From d3f012@pellucidar.pnl.gov  Sat Jun 26 01:51:42 1993
Date: Sat, 26 Jun 93 08:51:42 -0700
From: d3f012@pellucidar.pnl.gov
Subject: SAM1 reference, AM1 reference?
To: chemistry@ccl.net
Message-Id: <9306261551.AA05410@pellucidar.pnl.gov>


Andy Holder writes...

>4.  It should be noted that, whatever is stated to the contrary, suff-
>    icient detail will be published on SAM1 so that other establishments
>    and individuals will be able to generate reproducible code.  Note
>    that none of MJS Dewar's previous methods could have been coded 
>    from scratch as many have claimed, (see above) without reference 
>    to the code itself, either MOPAC or AMPAC.  it is impossible to 
>    obtain completely correct results for AM1
>    and MNDO from the papers alone.  Certain special corrections were
>    omitted from publication due to an oversight.  (These corrections
>    form the subject of another paper to be released shortly.)


Do I read this statement correctly?  It has been 8 years since the
original AM1 reference.  I presume these "special corrections"
were known at the time the method was coded?  This seems like 
an inordinately long time to wait for a complete description of
the method.  I will give you the benefit of the doubt and assume
I read this incorrectly!!

I would be very interested to see what these corrections are.
I encourage you to describe these corrections via the Internet
asap.

A couple of years ago, I coded the MNDO, AM1, and PM3 methods, 
in Argus, completely from scratch.  This included all the relevant 
integrals, using the local symmetry-based method as the papers 
suggested, etc.  

I have never had the benefit of inspecting the source code of either
AMPAC or MOPAC.  Later on, I did use an executable of MOPAC to 
compare some of my integral values.

Of course one should never merely code directly from the paper without
rederiving and verifying all the published equations, as I did.  
I did find some typos in the published work, as well as some 
inconsistencies in the way units were handled in some of the matrix 
element expressions.  I also included the fix suggested by Stewart in 
J. Comp.
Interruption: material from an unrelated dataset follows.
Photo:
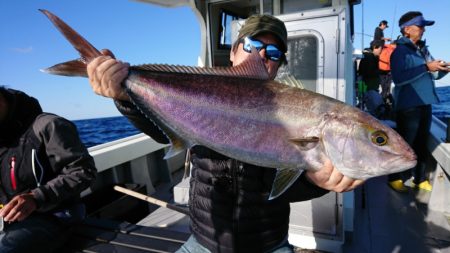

Chem 10, p 221 (1989) to fix the rotational variance in some 
of the (pp|pp) integrals.

I recall one specific instance that left me a little breathless:
I was trying to work out the units used in the published values
of the parameters used in nuc-nuc repulsions (especially the
K,L,M params used in the gaussian terms).  It turns out that,
to get consistent answers, one had to take the K,L,M
parameters directly from the literature at face value, 
use distances in angstroms, nuclear charges in atomic units,
and one ended up with energy in eV. It's as if all the relevant 
conversion factors are somehow buried in these parameters.  After 
some gynmastics, I did manage to coax everything into atomic units, 
which is what Argus uses internally.

I also recall that the published expressions for nuc-nuc term
were different in the original AM1 reference and Jim Stewart's
subsequent PM3 references.  I believe the AM1 reference was
wrong due to a typo. These are just a few of my experiences.

All tests I have carried out of geometry optimizations, dipole 
moments, etc have agreed well with the published values.  Of course 
I have not exhaustively tried all parameterized atoms, or published 
structures. I use cartesian coordinates rather than z-matrices.

In all fairness to Andy's statements, I have not yet distributed
my implementation of MNDO, AM1, and PM3.  I now feel encouraged
to release it and I'm sure more exhaustive use by a larger
group of chemists may indeed uncover some bugs.

Would anyone else out there who has implemented the MNDO-family
of methods care to comment on their experiences?  


**************************************************************************
Mark A. Thompson                    
Sr. Research Scientist              email:  d3f012@pnlg.pnl.gov
Molecular Science Research Center   FAX  :  509-375-6631
Pacific Northwest Laboratory        voice:  509-375-6734
PO Box 999, Mail Stop K1-90
Richland, WA.  99352

Argus available via anonymous ftp from pnlg.pnl.gov (130.20.64.11) (in the
argus directory).  Download the README file first.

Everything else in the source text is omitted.